INDIANAPOLIS — It’s a good time to be Buddy Kofoid.
The 19-year-old native of Penngrove, Calif., is in the midst of, perhaps, the best start to a season he’s ever had in his racing career.
Kofoid has won three of the four outdoor midget races run so far this season — capturing the USAC NOS Energy Drink National Midget Series season opener in Florida in February and sweeping last weekend’s pair of POWRi Lucas Oil National Midget League events at Monarch Motor Speedway in Texas.
The only race he didn’t win was the second half of USAC’s opening weekend at Bubba Raceway Park and he finished third in that 30-lap contest.
As of March 24, Kofoid leads the standings in both USAC and POWRi, a rare moment in national midget racing to see one driver atop both tours’ championship hunts.
While Kofoid plans to remain with USAC and pursue the series title, he couldn’t help but smile when asked his feelings about being the top dog on two different sides of the midget racing spectrum early on in the year.
“It’s cool to look at and appreciate,” Kofoid told Sprint Car & Midget this week, amid a break in late model testing on the West Coast. “We know it probably won’t stay that way, but I at least like it for right now.”
In addition to his early outdoor success this year, Kofoid made the Saturday A-Main during January’s Lucas Oil Chili Bowl Nationals for the second consecutive year. He also won a pair of winged sprint car races in Arizona during the Wild Wing Shootout, against veterans including Tony Stewart and Dominic Scelzi.
Kofoid said those performances laid the groundwork for the success that has followed in USAC and POWRi competition.
“It’s just been a really consistent start to the year for us so far,” tipped Kofoid. “I do feel like this is one of the best starts to a year I’ve ever had in racing, with the two sprint car wins and then three midget wins already in a field that really does have a lot of parity. When you add to that we had as good of a preliminary as we did at the Chili Bowl, even though Saturday didn’t end well, we were still real fast there and I felt like made a statement that we belonged toward the front. It has just been really good all the way around.
“Jarrett (Martin, crew chief) is one of the smartest people I’ve ever worked with and he goes the extra mile to help me get what I need out of the race car. That makes a difference,” Kofoid added. “Things have just gone our way so far and I kind of feel like this is my year, at least it started that way for me.”

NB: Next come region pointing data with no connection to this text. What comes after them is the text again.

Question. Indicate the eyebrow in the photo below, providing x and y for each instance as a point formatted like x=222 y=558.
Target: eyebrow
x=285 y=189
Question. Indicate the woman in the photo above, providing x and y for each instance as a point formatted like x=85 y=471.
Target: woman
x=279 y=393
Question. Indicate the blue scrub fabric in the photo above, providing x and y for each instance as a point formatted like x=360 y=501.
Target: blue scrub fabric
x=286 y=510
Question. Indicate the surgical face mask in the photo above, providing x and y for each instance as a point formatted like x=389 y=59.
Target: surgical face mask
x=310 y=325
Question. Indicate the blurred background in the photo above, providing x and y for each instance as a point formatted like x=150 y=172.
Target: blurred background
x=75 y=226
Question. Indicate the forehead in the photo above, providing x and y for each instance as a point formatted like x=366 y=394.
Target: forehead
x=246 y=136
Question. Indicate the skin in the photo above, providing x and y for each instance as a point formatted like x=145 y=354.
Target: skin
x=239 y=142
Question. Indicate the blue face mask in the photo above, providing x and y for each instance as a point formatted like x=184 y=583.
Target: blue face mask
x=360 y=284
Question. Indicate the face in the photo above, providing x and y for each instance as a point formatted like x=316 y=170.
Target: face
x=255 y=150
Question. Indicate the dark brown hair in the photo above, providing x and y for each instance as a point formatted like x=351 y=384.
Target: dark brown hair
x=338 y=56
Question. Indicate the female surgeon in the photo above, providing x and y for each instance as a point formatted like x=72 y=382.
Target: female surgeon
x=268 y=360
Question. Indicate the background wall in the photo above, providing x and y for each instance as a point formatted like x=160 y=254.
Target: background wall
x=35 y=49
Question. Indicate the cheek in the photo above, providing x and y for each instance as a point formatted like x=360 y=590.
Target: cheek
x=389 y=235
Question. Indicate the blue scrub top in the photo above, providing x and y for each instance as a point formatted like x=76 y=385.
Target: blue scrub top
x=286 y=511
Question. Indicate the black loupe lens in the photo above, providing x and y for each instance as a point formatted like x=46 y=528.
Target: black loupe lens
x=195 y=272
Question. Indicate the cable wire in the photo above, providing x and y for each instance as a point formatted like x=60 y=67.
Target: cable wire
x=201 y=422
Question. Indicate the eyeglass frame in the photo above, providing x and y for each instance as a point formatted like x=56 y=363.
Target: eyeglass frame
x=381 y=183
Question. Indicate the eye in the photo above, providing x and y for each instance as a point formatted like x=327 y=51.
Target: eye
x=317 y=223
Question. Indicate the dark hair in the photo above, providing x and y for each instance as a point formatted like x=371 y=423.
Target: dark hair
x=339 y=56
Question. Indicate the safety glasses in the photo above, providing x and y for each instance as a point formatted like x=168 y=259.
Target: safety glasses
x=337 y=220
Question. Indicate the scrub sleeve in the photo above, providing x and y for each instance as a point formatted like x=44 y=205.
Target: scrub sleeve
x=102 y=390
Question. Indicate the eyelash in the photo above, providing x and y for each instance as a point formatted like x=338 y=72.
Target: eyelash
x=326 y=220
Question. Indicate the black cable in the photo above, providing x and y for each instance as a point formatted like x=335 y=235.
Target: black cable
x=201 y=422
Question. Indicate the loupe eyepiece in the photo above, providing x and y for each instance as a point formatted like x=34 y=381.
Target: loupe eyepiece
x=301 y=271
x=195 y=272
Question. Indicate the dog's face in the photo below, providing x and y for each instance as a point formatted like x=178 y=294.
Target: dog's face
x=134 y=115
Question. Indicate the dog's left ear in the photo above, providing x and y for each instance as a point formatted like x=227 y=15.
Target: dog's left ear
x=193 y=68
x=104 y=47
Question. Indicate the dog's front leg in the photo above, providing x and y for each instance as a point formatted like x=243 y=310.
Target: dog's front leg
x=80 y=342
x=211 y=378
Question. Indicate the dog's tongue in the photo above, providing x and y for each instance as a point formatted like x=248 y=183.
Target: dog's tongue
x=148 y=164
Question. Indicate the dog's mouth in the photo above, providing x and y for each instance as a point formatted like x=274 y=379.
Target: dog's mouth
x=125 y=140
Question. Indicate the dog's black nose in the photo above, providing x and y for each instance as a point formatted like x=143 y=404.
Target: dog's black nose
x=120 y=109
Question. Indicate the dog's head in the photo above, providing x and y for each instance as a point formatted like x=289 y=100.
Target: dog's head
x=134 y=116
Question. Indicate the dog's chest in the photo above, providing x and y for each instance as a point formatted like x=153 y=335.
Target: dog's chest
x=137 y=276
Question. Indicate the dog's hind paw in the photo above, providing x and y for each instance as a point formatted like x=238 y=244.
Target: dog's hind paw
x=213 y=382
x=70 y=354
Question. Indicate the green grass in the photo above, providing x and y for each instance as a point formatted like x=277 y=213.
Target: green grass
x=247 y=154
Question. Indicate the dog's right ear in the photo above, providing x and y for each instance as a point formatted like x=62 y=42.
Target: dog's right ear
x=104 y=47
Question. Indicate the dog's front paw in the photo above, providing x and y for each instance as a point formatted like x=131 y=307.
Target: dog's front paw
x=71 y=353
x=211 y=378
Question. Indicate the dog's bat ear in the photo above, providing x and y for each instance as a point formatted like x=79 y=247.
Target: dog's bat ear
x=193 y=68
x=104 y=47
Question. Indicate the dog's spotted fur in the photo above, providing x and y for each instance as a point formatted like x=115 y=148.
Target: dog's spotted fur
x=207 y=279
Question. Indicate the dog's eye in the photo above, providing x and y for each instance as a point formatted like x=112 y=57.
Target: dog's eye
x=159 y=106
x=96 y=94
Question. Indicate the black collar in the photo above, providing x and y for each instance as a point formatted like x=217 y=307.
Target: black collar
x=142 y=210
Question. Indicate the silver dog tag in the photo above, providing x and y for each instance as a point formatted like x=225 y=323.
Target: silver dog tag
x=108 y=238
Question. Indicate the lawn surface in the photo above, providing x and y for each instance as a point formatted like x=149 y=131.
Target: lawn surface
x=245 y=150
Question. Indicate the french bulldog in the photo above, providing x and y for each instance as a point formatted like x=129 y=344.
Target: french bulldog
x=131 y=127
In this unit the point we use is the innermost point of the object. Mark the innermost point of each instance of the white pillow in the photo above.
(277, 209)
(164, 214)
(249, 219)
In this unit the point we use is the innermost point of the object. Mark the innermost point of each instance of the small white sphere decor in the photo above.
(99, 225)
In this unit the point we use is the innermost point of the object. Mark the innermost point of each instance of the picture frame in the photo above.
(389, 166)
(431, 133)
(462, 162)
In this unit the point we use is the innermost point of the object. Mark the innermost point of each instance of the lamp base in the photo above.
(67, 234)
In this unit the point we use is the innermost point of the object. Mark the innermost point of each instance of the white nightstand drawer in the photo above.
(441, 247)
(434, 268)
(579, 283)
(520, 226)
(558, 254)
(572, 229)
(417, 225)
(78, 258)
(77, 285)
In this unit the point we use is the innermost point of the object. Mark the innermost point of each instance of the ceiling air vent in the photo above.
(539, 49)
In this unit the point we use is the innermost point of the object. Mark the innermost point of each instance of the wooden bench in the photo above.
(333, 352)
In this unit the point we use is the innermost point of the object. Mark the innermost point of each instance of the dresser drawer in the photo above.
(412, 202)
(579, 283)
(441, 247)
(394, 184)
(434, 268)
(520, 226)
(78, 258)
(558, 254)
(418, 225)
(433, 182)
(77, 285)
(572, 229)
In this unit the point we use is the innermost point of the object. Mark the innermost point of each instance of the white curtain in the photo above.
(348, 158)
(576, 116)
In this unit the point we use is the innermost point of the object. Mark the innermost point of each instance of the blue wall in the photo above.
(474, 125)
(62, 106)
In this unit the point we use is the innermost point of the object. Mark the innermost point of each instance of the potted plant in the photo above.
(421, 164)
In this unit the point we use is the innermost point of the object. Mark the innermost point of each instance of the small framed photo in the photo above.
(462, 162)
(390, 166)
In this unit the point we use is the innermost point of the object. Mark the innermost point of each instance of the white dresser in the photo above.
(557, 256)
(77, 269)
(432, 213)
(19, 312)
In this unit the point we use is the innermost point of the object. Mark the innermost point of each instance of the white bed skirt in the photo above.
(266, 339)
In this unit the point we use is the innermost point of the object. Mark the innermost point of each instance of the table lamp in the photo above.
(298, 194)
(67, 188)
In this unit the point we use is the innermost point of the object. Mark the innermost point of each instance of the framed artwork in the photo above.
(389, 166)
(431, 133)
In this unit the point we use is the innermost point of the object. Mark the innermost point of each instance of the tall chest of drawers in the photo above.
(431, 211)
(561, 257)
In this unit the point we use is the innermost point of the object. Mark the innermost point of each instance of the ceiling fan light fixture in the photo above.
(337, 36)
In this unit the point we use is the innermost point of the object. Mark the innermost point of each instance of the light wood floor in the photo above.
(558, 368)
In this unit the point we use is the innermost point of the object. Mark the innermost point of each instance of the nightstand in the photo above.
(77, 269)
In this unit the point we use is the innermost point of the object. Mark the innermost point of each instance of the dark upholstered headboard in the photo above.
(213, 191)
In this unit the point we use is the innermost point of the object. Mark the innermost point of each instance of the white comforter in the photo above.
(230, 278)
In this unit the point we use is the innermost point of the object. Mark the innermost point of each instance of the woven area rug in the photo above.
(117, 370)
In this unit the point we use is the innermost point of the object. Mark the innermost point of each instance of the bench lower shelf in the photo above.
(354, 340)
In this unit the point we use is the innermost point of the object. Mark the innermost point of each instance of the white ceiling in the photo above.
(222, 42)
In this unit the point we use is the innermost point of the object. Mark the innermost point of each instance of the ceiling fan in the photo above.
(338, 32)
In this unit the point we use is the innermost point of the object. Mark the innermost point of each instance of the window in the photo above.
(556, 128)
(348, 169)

Kofoid and Martin have worked together since Kofoid began his full-time tenure with KKM in 2020. The pairing has produced 13 victories during that span, including nine POWRi wins and four USAC triumphs.
“He and I just get along really well,” said Kofoid of Martin. “I think him being young and determined, just like I am, works because we want the same things [in racing] so we expect the same things. Him being 24 and me now 19, we communicate well and things are really easy. It’s pretty cool and a lot of fun.
“Things are clicking between us and really, if you kind of watch us closely, we don’t talk a ton at the race track,” Kofoid tipped. “We will for a few minutes when I get out of the car, but then he does his thing and I’m doing my thing and it’s pretty quiet. We’ve found a rhythm that I think works and it shows.”
In addition to his exploits on dirt, Kofoid is testing the waters on pavement.
He’s tested recently with Travis Sharpe and the Racing Dynamiks late model team at South Sound Speedway in Washington, with his competitive debut coming next weekend at the three-eighths-mile paved oval thanks to a brief break in his busy midget calendar.
“It’s been fun to start learning that world,” Kofoid said of late model racing. “It’s definitely different than anything I’ve ever done but I think we’ve clicked together well during testing and I like where we’re headed.
“It’s definitely the next step,” he added, referencing a potential climb up the motorsports ladder.
While the building blocks are being laid for Kofoid’s future, he still has his focus on the present as well, and the task ahead of winning a series title with Keith Kunz/Curb-Agajanian Motorsports this year.
“There’s nothing more, I want than a USAC championship,” said Kofoid. “That’s all working according to plan so far, but there’s a long way to go. We’ve been off to a good start, but there’s more to winning a title than just getting out of the gate quick and we know that.
“We need to perform when it counts and we hope to do just that.”